Hispasat has communicated that they are fully confident that Amazonas will have an orbital life of more than 10 years. This anomaly is something we have managed with the highest level of priority and attention.
Satellite News: Do you believe the industry can continue to sustain the number of players currently involved in satellite-manufacturing?
Bouvier: The consensus has been the market cannot sustain five or six competitors. However, it is a paradox that for a number of years there are still the same number of players. The basis of the analysts’ findings and the rationale remains the same: This market is extremely competitive and not large enough to accommodate so many competitors.
This is also not in the interests of the customers. Customers have long-term interests to have strong manufacturers, capable of entering into a real production approach, which means increasing the volume of activity so as to be more efficient and to generate revenue for investments in the long term.
Satellite News: What are the major challenges for EADS Astrium during the next year? What role do you see the company playing in satellite services in Europe?
Bouvier: We have three major objectives. First, we want to continue to deliver our main programs within schedule and to the satisfaction of our customers. We have several launches this year and a number of important ongoing programs, so our first priority is to deliver.

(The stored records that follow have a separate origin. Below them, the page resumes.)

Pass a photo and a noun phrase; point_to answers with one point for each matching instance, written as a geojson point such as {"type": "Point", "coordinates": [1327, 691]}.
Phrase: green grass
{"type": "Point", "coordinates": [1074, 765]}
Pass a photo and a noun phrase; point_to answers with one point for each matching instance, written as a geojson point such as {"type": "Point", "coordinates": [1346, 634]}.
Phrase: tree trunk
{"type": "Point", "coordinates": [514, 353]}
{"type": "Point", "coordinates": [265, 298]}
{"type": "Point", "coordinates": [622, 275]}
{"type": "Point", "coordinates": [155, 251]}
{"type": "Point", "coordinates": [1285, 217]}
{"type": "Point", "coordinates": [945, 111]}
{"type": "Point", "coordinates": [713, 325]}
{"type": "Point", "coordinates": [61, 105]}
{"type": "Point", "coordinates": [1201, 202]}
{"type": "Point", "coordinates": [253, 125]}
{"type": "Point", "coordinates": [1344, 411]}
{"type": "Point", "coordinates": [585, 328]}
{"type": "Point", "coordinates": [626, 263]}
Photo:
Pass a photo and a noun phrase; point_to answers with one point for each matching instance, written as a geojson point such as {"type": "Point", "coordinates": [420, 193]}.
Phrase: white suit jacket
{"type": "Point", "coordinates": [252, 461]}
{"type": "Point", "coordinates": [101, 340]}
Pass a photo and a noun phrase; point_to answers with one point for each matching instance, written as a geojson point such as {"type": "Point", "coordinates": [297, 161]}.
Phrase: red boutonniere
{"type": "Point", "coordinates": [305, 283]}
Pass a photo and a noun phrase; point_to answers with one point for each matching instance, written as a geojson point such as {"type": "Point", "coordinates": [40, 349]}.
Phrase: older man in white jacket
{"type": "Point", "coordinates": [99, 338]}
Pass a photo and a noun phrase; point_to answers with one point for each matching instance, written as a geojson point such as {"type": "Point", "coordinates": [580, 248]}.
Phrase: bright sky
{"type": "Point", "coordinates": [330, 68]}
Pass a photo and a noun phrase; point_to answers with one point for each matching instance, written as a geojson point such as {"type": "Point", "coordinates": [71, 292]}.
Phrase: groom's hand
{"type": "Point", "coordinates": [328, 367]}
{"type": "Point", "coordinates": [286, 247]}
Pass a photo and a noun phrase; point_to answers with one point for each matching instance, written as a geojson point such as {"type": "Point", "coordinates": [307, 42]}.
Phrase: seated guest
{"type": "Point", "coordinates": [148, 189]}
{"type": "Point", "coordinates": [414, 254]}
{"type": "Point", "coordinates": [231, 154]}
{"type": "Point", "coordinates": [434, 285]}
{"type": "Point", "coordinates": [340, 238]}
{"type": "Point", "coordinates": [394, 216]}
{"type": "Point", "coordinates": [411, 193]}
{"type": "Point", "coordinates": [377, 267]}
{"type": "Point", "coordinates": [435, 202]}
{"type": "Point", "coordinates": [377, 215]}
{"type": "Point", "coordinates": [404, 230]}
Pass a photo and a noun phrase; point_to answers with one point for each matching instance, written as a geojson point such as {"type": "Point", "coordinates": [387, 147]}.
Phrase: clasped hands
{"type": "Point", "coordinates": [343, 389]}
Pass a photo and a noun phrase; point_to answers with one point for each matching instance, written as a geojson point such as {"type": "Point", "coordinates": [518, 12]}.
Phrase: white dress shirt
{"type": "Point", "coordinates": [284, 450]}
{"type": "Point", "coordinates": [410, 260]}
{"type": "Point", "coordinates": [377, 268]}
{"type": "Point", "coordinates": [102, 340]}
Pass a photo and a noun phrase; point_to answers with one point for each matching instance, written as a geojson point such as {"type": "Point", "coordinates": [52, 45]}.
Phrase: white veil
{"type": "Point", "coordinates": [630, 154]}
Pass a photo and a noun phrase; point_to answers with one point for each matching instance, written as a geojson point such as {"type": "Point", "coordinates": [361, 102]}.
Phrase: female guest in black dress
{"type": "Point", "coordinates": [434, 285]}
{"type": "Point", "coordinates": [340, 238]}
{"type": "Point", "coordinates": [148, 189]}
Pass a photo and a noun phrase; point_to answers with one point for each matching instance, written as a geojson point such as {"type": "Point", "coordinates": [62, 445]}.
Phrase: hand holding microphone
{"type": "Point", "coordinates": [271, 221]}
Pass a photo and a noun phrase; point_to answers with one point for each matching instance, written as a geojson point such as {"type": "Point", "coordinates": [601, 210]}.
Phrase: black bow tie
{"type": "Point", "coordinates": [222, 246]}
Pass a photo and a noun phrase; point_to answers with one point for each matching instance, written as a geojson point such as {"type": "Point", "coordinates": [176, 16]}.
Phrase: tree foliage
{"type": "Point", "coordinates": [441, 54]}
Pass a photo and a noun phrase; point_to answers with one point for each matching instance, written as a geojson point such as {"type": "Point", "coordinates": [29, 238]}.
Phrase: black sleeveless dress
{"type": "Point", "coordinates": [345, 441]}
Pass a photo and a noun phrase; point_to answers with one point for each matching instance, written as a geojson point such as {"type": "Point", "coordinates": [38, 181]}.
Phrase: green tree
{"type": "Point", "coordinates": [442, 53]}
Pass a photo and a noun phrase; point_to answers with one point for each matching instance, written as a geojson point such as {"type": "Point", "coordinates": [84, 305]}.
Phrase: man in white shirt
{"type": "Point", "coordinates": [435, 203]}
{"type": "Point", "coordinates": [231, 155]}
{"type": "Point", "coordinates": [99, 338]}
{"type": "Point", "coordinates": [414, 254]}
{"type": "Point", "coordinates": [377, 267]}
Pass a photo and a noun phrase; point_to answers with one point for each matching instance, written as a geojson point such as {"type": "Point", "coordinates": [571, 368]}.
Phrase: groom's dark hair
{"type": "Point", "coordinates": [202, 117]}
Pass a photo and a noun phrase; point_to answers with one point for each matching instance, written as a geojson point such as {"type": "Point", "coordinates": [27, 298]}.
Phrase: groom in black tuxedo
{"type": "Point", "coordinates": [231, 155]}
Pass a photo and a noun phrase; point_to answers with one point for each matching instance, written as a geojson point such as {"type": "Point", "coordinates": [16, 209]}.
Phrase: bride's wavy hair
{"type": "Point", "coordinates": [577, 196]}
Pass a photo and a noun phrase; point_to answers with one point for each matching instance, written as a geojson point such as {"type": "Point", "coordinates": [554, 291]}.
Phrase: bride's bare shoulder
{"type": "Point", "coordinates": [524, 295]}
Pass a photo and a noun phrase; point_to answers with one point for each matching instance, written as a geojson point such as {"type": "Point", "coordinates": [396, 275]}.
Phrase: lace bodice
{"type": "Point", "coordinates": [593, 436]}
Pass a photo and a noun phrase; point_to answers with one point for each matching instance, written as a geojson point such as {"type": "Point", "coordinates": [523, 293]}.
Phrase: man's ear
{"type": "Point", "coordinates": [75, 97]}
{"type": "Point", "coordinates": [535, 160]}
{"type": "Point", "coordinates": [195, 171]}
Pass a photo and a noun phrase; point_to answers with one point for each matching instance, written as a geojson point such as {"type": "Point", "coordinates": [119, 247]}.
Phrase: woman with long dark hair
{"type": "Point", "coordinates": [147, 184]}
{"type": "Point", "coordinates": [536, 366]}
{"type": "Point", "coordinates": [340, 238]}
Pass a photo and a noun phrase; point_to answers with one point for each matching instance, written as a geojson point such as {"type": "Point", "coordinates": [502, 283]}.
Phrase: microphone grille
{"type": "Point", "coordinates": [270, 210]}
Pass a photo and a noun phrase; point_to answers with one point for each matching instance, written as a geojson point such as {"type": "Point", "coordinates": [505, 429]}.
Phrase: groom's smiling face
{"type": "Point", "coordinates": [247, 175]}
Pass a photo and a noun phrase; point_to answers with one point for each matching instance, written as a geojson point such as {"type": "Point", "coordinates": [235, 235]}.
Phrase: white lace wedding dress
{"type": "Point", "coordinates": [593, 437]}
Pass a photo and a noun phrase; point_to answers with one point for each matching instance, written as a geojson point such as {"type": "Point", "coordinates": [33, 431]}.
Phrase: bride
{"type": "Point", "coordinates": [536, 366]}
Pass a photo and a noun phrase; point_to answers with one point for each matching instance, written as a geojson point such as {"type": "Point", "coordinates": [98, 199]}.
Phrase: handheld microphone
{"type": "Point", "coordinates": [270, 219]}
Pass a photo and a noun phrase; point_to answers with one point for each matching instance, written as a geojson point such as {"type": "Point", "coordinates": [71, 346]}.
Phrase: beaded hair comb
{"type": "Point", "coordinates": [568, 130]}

Second, we want to win new business, even if the market is depressed and difficult, and to prepare for the long-term growth and development of this company in defense, telecom and institutional business. We want to develop the right products and technologies to lay the foundations for the future.
Third, we want to improve industrial efficiency through process- and product-line rationalization. In telecom, we have successfully introduced a new product line, Eurostar E3000, which is well-positioned in terms of quality, costs and reliability. It allows EADS Astrium to offer with one modular product a wide range of capacities from 4 kW to 12 kW. It has been our approach to address the most significant part of the market through a single product that offers a clear competitive advantage.